3/18: meals and fitness for the week
Hi friends! Happy Sunday! Hope you’ve had a lovely weekend and enjoyed your St. Patrick’s Day! I’ll be back in the am with a recap of the fun, but wanted to pop in and share my weekly meal plan + fitness for the week if you’re planning and prepping today.
Last week, I had a rough time getting back in the swing of things after our Vegas trip. The time change crushed me – especially waking up early for school prep for the girls – but I still managed to crush my workouts. I got a sub for my Monday Zumba class and was SO glad. That post-Vegas shimmy is something that didn’t need to happen haha.
This week, I’m excited to be back into my more normal routine. I’m still creating and testing workouts, plus finally filming some new videos to post! Here’s what the tentative schedule looks like:
Sunday: OFF
Monday: Teach Zumba + legs
Tuesday: Upper body + HIIT (similar)
Wednesday: Teach barre + Teach Zumba
Thursday: OFF
Friday: Legs + easy cardio
Saturday: Peloton spin class
Meals:
Sunday: Out! We cooked at home all weekend, so we’re going out tonight 🙂
Monday: Mac n’ cheese with chicken and salads (keeping it easy)
Tuesday: Sunbasket turkey meatballs and penne
Wednesday: Sunbasket miso-glazed tempeh salad
Thursday: Out
Friday: Jalapeno burgers with sweet potatoes and salad
Saturday: Out (out of town for Liv’s competition)
For daytime meals, I’ve been eating this protein baked oatmeal with a side of scrambled eggs almost every day. I’m going to make a batch of that today, chop veggies for salads, and also grill some chicken. I’m been doing a lot of smoothies and salads, so everything is pretty easy to make on the fly as long as I have fruit, veggies and protein ready to go.

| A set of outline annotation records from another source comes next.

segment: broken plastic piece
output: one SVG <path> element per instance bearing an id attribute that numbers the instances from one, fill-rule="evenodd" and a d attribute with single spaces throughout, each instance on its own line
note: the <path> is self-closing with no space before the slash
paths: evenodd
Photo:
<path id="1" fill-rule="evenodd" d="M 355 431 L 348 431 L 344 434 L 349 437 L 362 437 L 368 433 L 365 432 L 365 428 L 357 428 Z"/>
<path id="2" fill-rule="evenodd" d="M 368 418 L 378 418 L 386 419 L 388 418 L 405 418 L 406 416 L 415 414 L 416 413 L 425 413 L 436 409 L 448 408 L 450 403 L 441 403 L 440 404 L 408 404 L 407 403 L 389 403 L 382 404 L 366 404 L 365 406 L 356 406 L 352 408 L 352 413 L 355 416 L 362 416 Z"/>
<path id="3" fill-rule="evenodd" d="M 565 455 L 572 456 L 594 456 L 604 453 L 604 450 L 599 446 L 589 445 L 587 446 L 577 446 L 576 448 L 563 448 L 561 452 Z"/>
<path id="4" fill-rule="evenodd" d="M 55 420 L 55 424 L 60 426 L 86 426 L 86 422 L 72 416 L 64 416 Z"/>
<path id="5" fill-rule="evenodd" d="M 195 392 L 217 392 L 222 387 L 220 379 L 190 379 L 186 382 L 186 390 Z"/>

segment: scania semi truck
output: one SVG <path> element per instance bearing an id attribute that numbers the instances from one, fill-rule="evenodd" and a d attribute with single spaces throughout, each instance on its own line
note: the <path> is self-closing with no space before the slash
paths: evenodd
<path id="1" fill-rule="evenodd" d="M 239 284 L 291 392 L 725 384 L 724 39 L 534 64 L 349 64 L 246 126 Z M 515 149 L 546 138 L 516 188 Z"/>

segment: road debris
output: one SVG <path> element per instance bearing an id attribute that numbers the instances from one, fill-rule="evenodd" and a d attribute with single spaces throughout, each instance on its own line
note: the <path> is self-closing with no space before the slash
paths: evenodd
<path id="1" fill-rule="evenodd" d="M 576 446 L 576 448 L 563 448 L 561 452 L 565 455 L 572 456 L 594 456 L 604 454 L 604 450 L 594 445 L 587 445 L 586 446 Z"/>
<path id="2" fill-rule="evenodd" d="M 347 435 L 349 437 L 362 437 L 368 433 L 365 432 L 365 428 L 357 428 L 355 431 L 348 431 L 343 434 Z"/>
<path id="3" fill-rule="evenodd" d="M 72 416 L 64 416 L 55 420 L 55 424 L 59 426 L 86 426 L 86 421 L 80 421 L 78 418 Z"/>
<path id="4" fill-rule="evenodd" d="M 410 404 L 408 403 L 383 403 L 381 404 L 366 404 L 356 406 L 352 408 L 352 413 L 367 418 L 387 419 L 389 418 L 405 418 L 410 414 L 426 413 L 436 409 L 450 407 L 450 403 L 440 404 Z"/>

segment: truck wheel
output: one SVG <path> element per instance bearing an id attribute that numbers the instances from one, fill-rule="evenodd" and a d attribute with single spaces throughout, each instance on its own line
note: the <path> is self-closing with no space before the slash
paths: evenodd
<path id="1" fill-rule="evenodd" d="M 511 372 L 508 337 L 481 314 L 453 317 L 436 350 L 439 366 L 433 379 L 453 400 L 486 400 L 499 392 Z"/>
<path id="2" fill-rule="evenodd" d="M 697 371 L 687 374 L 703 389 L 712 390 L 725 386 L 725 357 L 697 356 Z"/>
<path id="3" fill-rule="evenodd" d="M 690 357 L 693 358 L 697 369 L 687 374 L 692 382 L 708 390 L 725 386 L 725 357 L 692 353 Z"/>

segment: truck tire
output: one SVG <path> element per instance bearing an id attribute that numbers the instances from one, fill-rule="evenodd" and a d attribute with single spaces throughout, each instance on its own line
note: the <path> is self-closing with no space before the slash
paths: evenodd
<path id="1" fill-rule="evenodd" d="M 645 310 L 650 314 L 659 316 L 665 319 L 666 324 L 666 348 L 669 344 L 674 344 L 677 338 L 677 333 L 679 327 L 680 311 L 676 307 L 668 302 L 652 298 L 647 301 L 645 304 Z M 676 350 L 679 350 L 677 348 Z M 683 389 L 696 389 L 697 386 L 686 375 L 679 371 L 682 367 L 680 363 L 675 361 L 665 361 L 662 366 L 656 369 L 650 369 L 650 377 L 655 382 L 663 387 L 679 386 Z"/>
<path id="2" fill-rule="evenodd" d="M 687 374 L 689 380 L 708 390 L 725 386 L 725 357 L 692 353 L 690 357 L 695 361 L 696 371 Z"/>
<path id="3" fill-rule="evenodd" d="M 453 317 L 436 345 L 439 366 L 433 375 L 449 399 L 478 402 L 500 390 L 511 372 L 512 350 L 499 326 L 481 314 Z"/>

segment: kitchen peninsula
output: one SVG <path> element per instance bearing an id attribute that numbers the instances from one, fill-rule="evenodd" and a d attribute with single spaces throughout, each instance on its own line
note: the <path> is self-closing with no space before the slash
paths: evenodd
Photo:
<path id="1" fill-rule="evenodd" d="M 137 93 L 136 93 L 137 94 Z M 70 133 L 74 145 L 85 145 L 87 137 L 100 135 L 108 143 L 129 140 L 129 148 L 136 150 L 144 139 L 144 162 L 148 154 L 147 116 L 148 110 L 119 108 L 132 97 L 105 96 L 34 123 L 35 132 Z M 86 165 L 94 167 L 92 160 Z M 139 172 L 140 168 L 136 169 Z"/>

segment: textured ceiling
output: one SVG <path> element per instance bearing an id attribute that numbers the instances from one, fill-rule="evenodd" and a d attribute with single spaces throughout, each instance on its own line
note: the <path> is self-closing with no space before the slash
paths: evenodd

If you’re planning for the week, here are some meal prep faves:
1 hour, $20, 1 week of daytime eats
1 hour, $60, 5 days of daytime eats
Plan and prep: an hour of clean eats
What’s on the menu this week? What workout day do you look forward to the most? I love leg day in a creepy way. (Aka so tough, but I enjoy it.)
Happy Sunday!
xo
Gina
My plan for the coming week is to incorporate kettlebell swings each day as a personal challenge for myself.
Thanks, I’m going to implement your meal prep ideas! My plan is to do at least 2 strength days and add a HIIT and steady state day as well! Have a great week
Do the girls eat the protein oatmeal bake? I still have not figured out if it is ok for kids to have protein powder…but I would love to add it to our rotation. My son is allergic to eggs and nuts, so finding anything in the morning with protein is tough. (he doesn’t like yogurt either!) UGH!